# Regression to the mean

Transcript

### Regression to the mean

In the other videos in this series, I’ve suggested techniques – based on psychological theories that you can use to boost your conversions. But in this video, I want to change tack just slightly and ask how you can tell when a change that you’ve made to your site is having the desired effect.

In my book, Psy-Q I talk about a classic thought experiment that is often used as an example of the phenomenon that I’m talking about. Think about pilots who are learning to land planes, which is the most difficult part of the job. What’s the best way to train pilots – the carrot or the stick. Should you praise and reward them for good landings or scold and punish them for bad landings? (The same question arises in lots of situations such as trying to discipline kids in school, or even at home).

So, suppose that you decide to do both. You praise and reward them for every good landing, and fine or punish them for every bad landing. You do this for a while and then have a look at your results. You notice that after praising them for an excellent landing, the next one is always worse. On the other hand, after you’ve punished them for a bad landing, they always do better on the next one. So, you conclude that the stick is better than the carrot, and that you’ll concentrate on this from now on.

It all seems pretty reasonable doesn’t it. But the whole thing is just an illusion. This pattern of landings would happen regardless of your praise or punishment because of something called regression to the mean. Plane landings, like just about everything else involving human behaviour – follow what’s called a normal distribution.

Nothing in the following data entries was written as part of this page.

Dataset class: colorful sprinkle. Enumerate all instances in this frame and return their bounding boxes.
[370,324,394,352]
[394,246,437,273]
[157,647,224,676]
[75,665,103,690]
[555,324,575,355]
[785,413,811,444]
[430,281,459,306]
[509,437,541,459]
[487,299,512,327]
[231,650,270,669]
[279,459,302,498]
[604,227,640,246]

Most landings are OK – just about average. A few landings are excellent, so perfect that you can barely feel the wheels hit the ground. A few are terrible – so bumpy that you almost fear for your life. But the excellent and the terrible landings are both very rare, and the average landings are very common. So, after a terrible landing, odds are that the next one will be better, just because most landings are better than terrible. On the other hand, after an excellent landing, odds are that the next one will be worse, just because most landings are worse than excellent.

So, if you go around making changes to your site with no real plan, you risk falling into the same trap. If your site is doing terribly on one day, and then you change it and things pick up, you have no way of knowing whether it was because of your change or simply because on most days your site does averagely well, so after a terrible day, a better day is almost inevitable. On the other hand, if your site drops off after a particularly excellent day, it’s probably not because of some change that you did or didn’t make, just regression to the mean.

Psychologists, and in fact all scientists, are all too aware of these types of statistical fallacies – seeing patterns that aren’t there – which is why we’ve learned never just to take our data at face value, but to analyse them using statistical tests: either the traditional type that look at whether particular changes in performance pass some threshold for statistical significance. Or increasingly these days, using Bayesian statistics – like we do here at Endless Gain to compare the relative probability that a particular upturn – or downturn – in conversions or revenue was due to differences between versions of the site, and not just down to chance. It’s only by using these types of statistical techniques that you can avoid getting caught out by statistical illusions like regression to the mean.